What to Read Next: Kids’ Books for National Poetry Month
By Regan McMahon
Originally published on Common Sense Media
April is a great time to share poetry with your nieces and nephews. Since 1996, the Academy of American Poets has chosen this month to celebrate the art form and outstanding American poets and to inspire kids, teens, adults to read and create poetry. You can learn more about it at Poets.org, where you can sign up to receive a poem a day for a whole year -- for free!
Kids get healthy doses of poetry from the start in toddler fare such as Sandra Boynton's colorful, rhyming picture books and through Dr. Seuss' fanciful wordplay. But don't stop there! Short-form poetry can be a great way for reluctant readers to fall in love with words and get hooked on reading. And teens may find they can devour novels in verse quicker than prose fiction, as they grapple with adolescent issues in an entirely different way.

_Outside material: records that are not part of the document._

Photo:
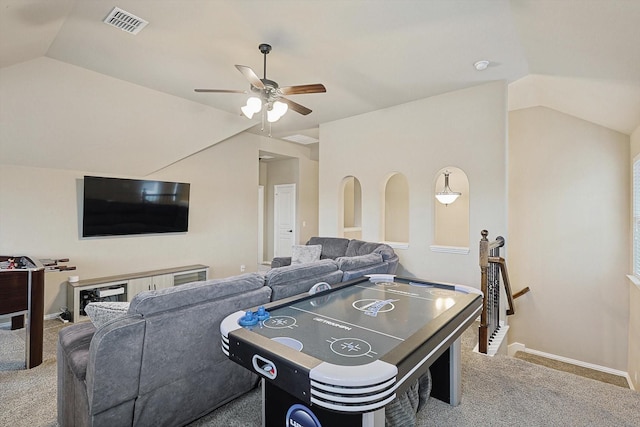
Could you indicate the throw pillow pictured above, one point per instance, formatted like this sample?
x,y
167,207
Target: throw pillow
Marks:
x,y
103,312
303,254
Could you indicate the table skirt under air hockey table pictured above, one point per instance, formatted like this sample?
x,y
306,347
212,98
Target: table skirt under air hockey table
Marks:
x,y
339,356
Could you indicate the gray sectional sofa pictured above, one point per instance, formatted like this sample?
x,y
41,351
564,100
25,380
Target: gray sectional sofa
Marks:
x,y
353,257
159,363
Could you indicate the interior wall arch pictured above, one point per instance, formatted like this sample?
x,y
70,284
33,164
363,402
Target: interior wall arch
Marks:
x,y
451,222
396,209
351,219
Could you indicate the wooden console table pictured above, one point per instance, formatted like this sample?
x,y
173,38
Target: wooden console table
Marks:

Inspire your nieces and nephews, no matter what age, to discover new poetry. Here are this month's picks of titles old and new, from funny rhymes to an intense novel in free verse:
• For kids age 4 to 6, select any of the classic collections by the late poet-illustrator Shel Silverstein: Falling Up, A Giraffe and a Half (now in a 50th-anniversary hardcover edition), or Where the Sidewalk Ends (just out in a 40th-anniversary hardcover edition). A keen observer, Silverstein offers whimsical, imaginative, comically illustrated takes on everyday situations and conundrums that will resonate with both kids and adults.
• For middle-grade readers age 7 to 12, check out Karma Wilson's Outside the Box, engagingly illustrated by Diane Goode. The book is dedicated to Silverstein and has the look and feel of one of his collections, with expressive, often funny line drawings enlivening and amplifying short poems that capture kid-size reflections and ponderings. Another collection, poet-illustrator Douglas Florion's Poem Depot: Aisles of Smiles, seriously lays on the funny and features more doodle-like and thicker-lined drawings that underscore the comic predicaments people, animals, and monsters have gotten themselves into.
• For teens age 13 to 17, there's The Sound of Letting Go by Stasia Ward Kehoe, a story told in verse and narrated by a 16-year-old girl who's living with a severely autistic -- and violent -- 13-year-old brother. This could be a good choice for the siblings of autistic kids or other children growing up with differences. Steven's behavior is extreme, but even readers who haven't experienced Daisy's situation will be able to relate to her concerns. And, being in verse, it makes for a quick read.